Hasta el verano pasado, Halkbank formaba parte de un esquema financiero que permitía comprar petróleo y gas de Irán y pagar esas adquisiciones con oro, evitando así las sanciones impuestas por Estados Unidos a cualquier nación que llevara adelante transacciones bancarias con la república islámica. Erdogan prometió luchar contra “las bandas que operan en Turquía bajo el manto de la religión”, en obvia referencia al movimiento del predicador exiliado Fethullah Gölen, cuyos seguidores son numerosos en la Judicatura.

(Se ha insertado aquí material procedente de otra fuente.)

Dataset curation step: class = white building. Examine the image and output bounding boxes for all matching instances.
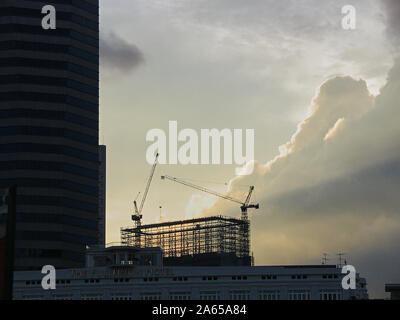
[14,246,368,300]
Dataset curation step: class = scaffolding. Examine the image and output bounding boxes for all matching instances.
[121,216,250,259]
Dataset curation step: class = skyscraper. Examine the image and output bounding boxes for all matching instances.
[98,145,107,245]
[0,0,99,270]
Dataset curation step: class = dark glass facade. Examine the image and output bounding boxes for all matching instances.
[0,0,99,270]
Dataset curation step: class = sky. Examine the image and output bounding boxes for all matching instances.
[100,0,400,298]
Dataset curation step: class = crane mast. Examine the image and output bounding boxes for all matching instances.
[132,153,158,228]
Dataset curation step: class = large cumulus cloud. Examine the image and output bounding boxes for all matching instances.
[196,61,400,296]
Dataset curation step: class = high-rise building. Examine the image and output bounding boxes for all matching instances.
[0,0,99,270]
[98,145,107,245]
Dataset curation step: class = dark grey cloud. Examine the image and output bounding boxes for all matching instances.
[100,33,144,72]
[383,0,400,48]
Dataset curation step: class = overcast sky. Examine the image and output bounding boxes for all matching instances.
[100,0,400,297]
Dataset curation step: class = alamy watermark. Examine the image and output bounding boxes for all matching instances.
[146,121,254,175]
[42,5,57,30]
[42,265,56,290]
[342,265,357,290]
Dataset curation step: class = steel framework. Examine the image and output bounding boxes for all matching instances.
[121,216,250,258]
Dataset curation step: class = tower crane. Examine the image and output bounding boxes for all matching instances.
[132,153,158,228]
[161,175,260,221]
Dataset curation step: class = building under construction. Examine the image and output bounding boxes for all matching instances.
[121,216,251,266]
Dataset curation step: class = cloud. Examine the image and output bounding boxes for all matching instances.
[100,33,144,72]
[383,0,400,47]
[198,60,400,296]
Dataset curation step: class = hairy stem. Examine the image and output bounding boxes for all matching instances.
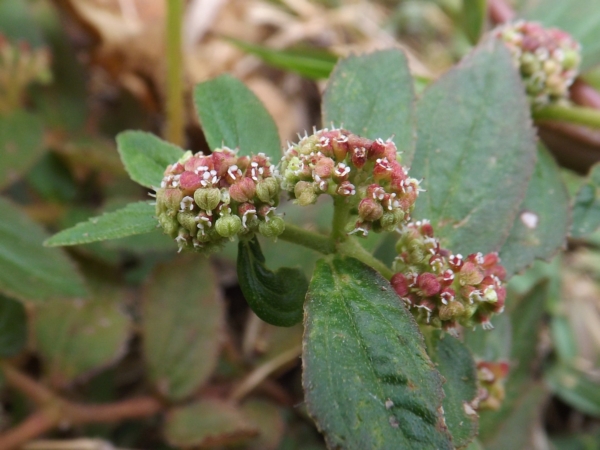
[533,105,600,128]
[338,238,394,280]
[331,197,350,241]
[166,0,185,146]
[279,222,335,255]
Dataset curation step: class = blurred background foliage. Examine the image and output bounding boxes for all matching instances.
[0,0,600,450]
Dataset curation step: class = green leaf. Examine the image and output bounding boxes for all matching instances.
[500,145,568,276]
[44,202,158,247]
[32,290,131,386]
[323,49,415,164]
[0,295,27,358]
[0,110,45,189]
[142,255,225,400]
[117,131,183,188]
[0,198,87,302]
[571,164,600,238]
[194,75,281,164]
[411,39,536,254]
[237,239,308,327]
[165,399,257,448]
[480,383,548,450]
[303,257,454,450]
[426,330,478,447]
[523,0,600,70]
[461,0,487,44]
[227,38,338,80]
[544,364,600,417]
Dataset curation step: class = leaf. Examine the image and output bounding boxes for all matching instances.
[164,400,257,448]
[194,75,281,164]
[480,384,548,450]
[323,49,415,164]
[426,330,478,447]
[461,0,487,44]
[32,292,131,386]
[0,198,87,302]
[523,0,600,71]
[303,257,453,450]
[142,255,225,400]
[242,400,286,450]
[237,239,308,327]
[0,295,27,358]
[227,38,338,80]
[44,202,158,247]
[411,39,536,254]
[500,145,568,276]
[571,164,600,238]
[0,110,45,189]
[544,364,600,417]
[117,131,183,188]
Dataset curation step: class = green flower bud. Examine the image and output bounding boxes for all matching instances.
[294,181,317,206]
[158,213,179,238]
[177,211,198,236]
[258,216,285,237]
[194,188,221,211]
[256,177,279,203]
[215,215,242,238]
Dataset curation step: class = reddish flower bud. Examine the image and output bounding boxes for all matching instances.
[459,261,483,286]
[417,272,442,297]
[351,147,367,169]
[179,172,202,193]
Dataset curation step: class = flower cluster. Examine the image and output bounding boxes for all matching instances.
[494,21,581,107]
[156,148,285,251]
[477,361,510,411]
[391,221,506,331]
[0,34,51,112]
[280,128,420,235]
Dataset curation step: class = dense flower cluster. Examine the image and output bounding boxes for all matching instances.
[391,221,506,331]
[477,361,510,411]
[156,148,285,251]
[0,34,51,111]
[280,128,420,235]
[494,21,581,106]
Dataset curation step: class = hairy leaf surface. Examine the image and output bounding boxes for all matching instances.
[411,40,536,255]
[303,258,453,450]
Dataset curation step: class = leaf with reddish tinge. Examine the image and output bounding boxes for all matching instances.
[142,255,225,400]
[411,39,536,255]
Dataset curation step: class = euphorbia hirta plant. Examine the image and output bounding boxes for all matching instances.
[48,28,576,450]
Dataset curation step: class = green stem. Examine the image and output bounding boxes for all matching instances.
[533,105,600,128]
[338,238,394,280]
[279,222,335,255]
[166,0,185,146]
[331,197,350,241]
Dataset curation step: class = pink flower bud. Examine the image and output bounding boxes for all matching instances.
[417,272,442,297]
[459,261,483,286]
[314,157,335,178]
[229,177,256,203]
[179,171,202,193]
[358,197,383,222]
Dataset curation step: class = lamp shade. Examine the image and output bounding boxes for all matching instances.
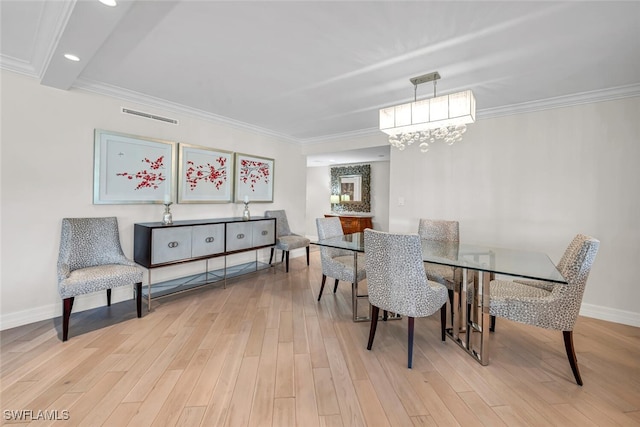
[380,90,476,135]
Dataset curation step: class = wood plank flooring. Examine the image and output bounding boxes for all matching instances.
[0,251,640,427]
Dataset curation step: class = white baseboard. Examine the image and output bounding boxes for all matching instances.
[0,276,640,331]
[0,287,135,331]
[580,304,640,327]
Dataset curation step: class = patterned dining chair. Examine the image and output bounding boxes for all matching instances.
[364,229,447,368]
[264,210,311,273]
[58,217,143,341]
[489,234,600,385]
[316,217,367,301]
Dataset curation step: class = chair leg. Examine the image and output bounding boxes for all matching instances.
[407,317,415,369]
[62,297,74,341]
[440,302,447,342]
[136,282,142,318]
[367,305,380,350]
[318,274,327,301]
[562,331,582,385]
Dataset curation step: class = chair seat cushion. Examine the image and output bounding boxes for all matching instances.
[424,263,455,289]
[489,280,553,329]
[276,234,310,251]
[58,264,143,299]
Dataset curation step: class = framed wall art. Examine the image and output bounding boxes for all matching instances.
[93,129,176,204]
[235,153,275,203]
[178,143,234,203]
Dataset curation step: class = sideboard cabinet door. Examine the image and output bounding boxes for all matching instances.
[151,227,191,264]
[227,222,253,252]
[253,220,276,247]
[191,224,224,258]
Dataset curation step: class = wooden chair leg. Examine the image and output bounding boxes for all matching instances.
[407,317,415,369]
[62,297,74,341]
[367,305,380,350]
[136,282,142,318]
[440,302,447,342]
[562,331,582,386]
[318,274,327,301]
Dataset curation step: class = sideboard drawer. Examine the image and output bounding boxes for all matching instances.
[151,227,191,264]
[227,222,253,252]
[252,220,276,247]
[191,224,224,258]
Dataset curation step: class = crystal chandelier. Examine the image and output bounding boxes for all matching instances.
[380,71,476,153]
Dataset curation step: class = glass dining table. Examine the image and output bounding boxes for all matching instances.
[312,233,567,365]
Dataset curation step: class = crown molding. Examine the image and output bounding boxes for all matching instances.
[477,84,640,119]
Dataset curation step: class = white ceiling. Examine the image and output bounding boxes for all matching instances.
[0,0,640,157]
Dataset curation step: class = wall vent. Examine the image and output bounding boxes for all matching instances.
[122,107,178,125]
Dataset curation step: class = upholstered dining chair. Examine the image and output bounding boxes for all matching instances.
[58,217,143,341]
[316,217,367,301]
[489,234,600,385]
[364,229,447,368]
[264,210,310,273]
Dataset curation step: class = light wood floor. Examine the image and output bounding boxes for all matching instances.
[0,252,640,427]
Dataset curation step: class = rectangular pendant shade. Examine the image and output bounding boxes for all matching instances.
[380,90,476,135]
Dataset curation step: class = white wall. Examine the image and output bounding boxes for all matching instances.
[305,162,390,239]
[0,71,306,329]
[389,97,640,326]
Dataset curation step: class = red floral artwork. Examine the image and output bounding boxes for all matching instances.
[116,156,166,190]
[240,159,271,191]
[186,156,227,191]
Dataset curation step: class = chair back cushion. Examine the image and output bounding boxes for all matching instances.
[364,229,447,317]
[418,218,460,242]
[58,217,130,271]
[551,234,600,331]
[264,210,291,237]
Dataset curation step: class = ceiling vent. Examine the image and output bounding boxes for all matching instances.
[122,107,178,125]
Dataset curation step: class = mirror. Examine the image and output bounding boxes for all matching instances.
[339,175,362,203]
[331,165,371,212]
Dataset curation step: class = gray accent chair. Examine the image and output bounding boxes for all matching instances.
[316,217,367,301]
[489,234,600,385]
[364,229,447,368]
[264,210,311,273]
[58,217,143,341]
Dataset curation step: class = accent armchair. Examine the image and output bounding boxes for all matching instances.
[316,217,367,301]
[58,217,143,341]
[489,234,600,385]
[264,210,310,273]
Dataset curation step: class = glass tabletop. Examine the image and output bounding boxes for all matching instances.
[312,233,567,283]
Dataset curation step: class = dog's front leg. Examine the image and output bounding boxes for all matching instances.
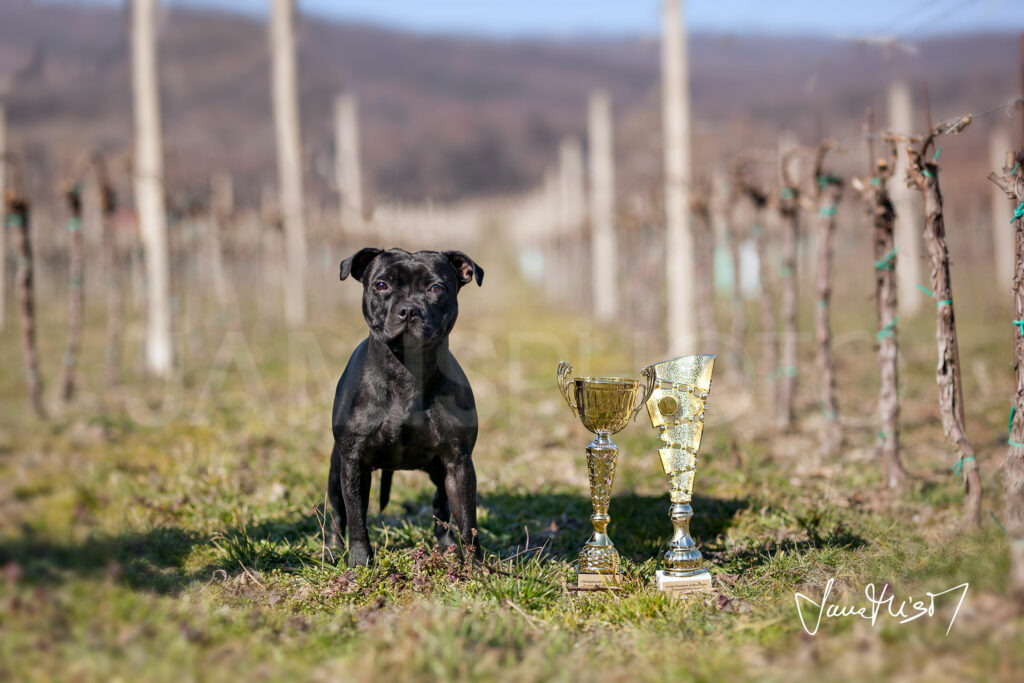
[444,456,482,557]
[341,457,374,566]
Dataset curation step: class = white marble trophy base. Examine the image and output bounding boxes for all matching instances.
[654,569,711,597]
[577,573,621,588]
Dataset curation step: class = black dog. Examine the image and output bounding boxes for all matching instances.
[328,249,483,566]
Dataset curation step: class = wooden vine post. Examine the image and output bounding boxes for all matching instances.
[988,150,1024,597]
[60,181,85,402]
[93,157,127,386]
[813,140,843,454]
[718,178,746,371]
[906,117,981,526]
[853,114,909,489]
[4,176,46,419]
[732,164,778,401]
[776,148,800,431]
[690,182,718,348]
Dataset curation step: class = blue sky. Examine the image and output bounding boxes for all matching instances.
[73,0,1024,39]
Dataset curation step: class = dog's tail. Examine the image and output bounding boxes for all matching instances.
[381,470,394,512]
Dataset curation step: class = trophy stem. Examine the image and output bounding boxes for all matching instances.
[664,502,708,577]
[577,432,618,575]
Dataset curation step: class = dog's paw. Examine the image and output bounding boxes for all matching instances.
[348,544,374,567]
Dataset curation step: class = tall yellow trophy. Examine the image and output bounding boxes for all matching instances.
[647,355,715,595]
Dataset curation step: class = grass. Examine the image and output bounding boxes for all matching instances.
[0,248,1024,681]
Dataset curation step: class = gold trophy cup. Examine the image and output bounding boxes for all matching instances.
[557,360,654,588]
[646,355,715,595]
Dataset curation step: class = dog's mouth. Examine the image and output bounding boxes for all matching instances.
[385,317,432,347]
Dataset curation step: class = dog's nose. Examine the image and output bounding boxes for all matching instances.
[394,303,420,323]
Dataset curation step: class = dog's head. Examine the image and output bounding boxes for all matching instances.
[341,248,483,348]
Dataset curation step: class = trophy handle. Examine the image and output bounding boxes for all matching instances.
[555,360,578,417]
[633,366,658,420]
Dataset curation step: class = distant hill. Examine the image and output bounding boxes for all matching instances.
[0,0,1019,203]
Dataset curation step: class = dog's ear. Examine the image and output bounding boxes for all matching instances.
[444,251,483,288]
[340,247,384,282]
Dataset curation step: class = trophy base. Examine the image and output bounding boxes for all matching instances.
[654,569,711,597]
[577,573,622,589]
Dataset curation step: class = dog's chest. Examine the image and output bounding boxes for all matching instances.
[370,405,451,470]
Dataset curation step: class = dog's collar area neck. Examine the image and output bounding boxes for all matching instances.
[372,339,447,373]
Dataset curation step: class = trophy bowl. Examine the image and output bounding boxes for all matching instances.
[556,360,654,588]
[566,377,644,434]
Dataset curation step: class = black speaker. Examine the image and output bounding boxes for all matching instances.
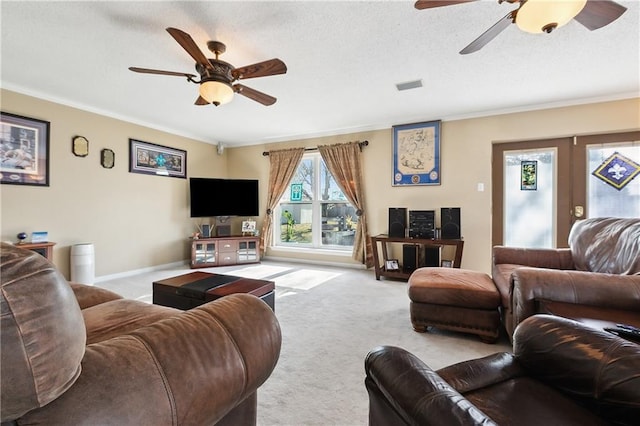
[216,225,231,237]
[402,244,425,272]
[423,246,442,266]
[409,210,436,238]
[440,207,462,240]
[389,207,407,238]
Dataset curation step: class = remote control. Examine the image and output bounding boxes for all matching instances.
[616,324,640,332]
[604,327,640,343]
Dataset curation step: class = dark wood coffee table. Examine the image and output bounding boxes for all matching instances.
[153,271,275,311]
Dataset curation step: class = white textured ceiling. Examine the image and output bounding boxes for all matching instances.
[0,0,640,146]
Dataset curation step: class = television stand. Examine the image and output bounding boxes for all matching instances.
[190,235,260,269]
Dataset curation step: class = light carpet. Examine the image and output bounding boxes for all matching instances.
[96,261,511,426]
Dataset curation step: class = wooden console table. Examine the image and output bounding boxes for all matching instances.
[371,235,464,280]
[190,236,260,269]
[16,241,56,262]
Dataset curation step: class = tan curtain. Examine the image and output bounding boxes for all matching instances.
[260,148,304,254]
[318,142,373,268]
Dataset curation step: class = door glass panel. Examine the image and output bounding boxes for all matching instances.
[503,148,557,248]
[586,142,640,217]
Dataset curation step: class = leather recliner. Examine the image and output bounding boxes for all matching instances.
[0,243,281,425]
[365,314,640,426]
[492,218,640,337]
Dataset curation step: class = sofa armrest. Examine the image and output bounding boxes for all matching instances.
[69,283,122,309]
[511,268,640,327]
[513,315,640,425]
[20,294,282,425]
[365,346,495,426]
[492,246,575,269]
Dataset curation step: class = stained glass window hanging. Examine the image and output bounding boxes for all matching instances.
[591,152,640,191]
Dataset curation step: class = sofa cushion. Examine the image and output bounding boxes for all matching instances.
[569,217,640,275]
[82,299,183,345]
[0,243,85,422]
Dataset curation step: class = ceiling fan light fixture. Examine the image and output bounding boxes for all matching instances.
[200,80,233,106]
[516,0,587,34]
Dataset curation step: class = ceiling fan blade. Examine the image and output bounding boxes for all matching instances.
[233,84,276,106]
[167,27,211,69]
[129,67,196,78]
[573,0,627,31]
[460,9,518,55]
[415,0,477,10]
[194,96,211,105]
[231,58,287,80]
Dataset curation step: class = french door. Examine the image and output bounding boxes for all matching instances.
[492,132,640,248]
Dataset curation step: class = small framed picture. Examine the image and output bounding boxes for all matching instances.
[384,259,400,271]
[242,220,256,235]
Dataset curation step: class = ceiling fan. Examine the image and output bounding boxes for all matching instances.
[129,28,287,106]
[415,0,627,55]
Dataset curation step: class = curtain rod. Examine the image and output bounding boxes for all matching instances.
[262,141,369,157]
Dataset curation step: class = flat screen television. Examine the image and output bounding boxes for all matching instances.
[189,177,260,217]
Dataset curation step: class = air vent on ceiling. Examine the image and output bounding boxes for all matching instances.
[396,80,422,91]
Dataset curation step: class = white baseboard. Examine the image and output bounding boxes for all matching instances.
[262,256,367,269]
[94,256,366,283]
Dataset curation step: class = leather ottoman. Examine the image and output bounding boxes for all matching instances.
[408,267,500,343]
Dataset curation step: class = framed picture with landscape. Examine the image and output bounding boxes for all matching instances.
[0,112,49,186]
[129,139,187,179]
[392,120,441,186]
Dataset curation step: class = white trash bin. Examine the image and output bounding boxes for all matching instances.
[71,243,96,285]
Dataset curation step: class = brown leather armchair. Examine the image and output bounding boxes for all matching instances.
[492,218,640,336]
[365,314,640,426]
[0,243,281,425]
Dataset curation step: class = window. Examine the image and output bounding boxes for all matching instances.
[273,153,358,251]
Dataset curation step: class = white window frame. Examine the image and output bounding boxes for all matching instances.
[272,152,353,253]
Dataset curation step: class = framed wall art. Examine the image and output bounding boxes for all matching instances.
[129,139,187,179]
[0,112,49,186]
[392,120,441,186]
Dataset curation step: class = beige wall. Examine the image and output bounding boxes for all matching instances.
[5,90,640,277]
[0,90,227,277]
[228,98,640,272]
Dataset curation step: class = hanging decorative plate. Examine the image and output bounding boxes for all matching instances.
[591,152,640,191]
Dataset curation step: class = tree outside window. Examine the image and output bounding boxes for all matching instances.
[273,153,358,250]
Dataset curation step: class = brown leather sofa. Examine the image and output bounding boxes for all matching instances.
[0,243,281,425]
[365,314,640,426]
[492,218,640,336]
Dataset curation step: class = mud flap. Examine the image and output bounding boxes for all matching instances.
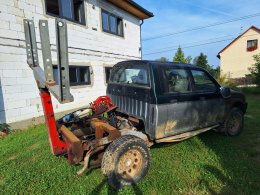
[60,125,83,164]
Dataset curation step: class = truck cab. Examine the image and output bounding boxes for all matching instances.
[107,61,246,140]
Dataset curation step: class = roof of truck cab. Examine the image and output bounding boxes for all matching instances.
[118,60,201,69]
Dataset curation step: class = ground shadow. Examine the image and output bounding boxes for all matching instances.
[89,179,143,195]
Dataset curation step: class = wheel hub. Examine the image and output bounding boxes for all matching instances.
[228,114,240,133]
[118,149,143,179]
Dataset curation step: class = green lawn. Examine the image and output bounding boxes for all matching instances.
[0,95,260,195]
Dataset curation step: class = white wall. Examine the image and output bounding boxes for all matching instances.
[0,0,140,123]
[220,29,260,78]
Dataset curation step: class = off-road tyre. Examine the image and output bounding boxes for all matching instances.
[101,135,150,189]
[218,107,244,136]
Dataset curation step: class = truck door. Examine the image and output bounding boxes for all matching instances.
[191,69,225,128]
[156,66,199,139]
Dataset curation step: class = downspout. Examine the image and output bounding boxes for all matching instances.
[139,20,144,60]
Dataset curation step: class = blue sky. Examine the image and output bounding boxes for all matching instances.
[135,0,260,67]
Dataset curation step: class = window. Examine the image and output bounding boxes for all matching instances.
[110,66,150,86]
[247,39,258,51]
[161,67,190,93]
[45,0,85,24]
[102,10,124,36]
[53,65,91,86]
[105,67,112,83]
[191,70,217,92]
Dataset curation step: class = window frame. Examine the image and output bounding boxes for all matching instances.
[104,66,113,85]
[53,65,91,86]
[189,68,220,94]
[101,8,125,37]
[44,0,86,26]
[158,65,193,97]
[109,64,152,89]
[246,39,258,52]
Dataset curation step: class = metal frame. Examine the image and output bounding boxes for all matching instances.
[24,19,74,155]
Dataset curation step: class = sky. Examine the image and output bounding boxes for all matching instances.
[135,0,260,67]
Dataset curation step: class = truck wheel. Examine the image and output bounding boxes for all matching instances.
[101,135,150,189]
[221,107,244,136]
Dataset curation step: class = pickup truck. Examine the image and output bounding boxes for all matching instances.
[24,18,247,189]
[102,61,247,186]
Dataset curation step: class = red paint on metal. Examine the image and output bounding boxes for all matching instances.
[91,96,113,114]
[40,89,67,155]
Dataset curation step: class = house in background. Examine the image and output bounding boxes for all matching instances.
[0,0,153,128]
[217,26,260,79]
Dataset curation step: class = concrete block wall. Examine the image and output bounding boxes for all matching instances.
[0,0,140,124]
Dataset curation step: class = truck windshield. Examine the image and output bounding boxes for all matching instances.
[110,66,150,86]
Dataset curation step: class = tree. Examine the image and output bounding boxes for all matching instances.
[193,53,209,70]
[172,47,192,64]
[193,52,220,78]
[248,54,260,86]
[156,57,169,62]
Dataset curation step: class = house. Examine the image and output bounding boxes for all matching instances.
[217,26,260,79]
[0,0,153,128]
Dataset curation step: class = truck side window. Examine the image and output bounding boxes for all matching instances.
[191,70,217,92]
[162,68,190,93]
[111,67,150,86]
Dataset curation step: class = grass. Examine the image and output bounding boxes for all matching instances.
[0,95,260,195]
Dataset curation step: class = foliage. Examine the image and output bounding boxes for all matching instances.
[216,74,237,89]
[248,54,260,86]
[156,57,169,62]
[0,96,260,194]
[173,47,192,64]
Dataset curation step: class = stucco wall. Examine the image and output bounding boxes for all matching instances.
[220,29,260,78]
[0,0,140,123]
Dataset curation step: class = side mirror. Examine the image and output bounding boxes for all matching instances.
[220,87,231,99]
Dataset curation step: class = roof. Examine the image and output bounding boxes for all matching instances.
[217,26,260,58]
[107,0,154,20]
[118,60,199,69]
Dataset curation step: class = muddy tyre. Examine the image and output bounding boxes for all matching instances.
[101,135,150,189]
[220,107,244,136]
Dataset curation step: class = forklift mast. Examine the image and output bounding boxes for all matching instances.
[24,19,73,155]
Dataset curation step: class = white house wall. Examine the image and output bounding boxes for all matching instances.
[0,0,140,123]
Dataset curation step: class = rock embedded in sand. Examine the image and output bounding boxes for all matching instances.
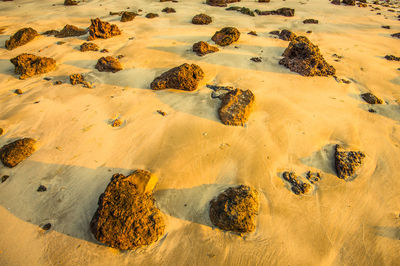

“No permitiremos que se establezca un Estado paralelo al Estado”, lanzó, en referencia a la bien estructurada red “gölenista”, que hasta hace poco tiempo había respaldado las posiciones del AKP y, probablemente, fue un importante factor a la hora de ayudarle a ganar las últimas elecciones.

La guerra por el poder parece lejos de haber concluido en Turquía: ayer la fiscalía confirmó que investiga también un sistema de supuestas corruptelas en la empresa pública de ferrocarriles, la TCDD, aunque aún no llamó a declarar a nadie.

El diario Today’s Zaman, medio de comunicación cercano a Gölen, asegura que la investigación se hizo pública, porque una nueva norma del gobierno, decretada el sábado pasado, obliga a la policía a informar a sus superiores jerárquicos, lo que conlleva el peligro de que el Ejecutivo pueda obstruir o frenar la operación.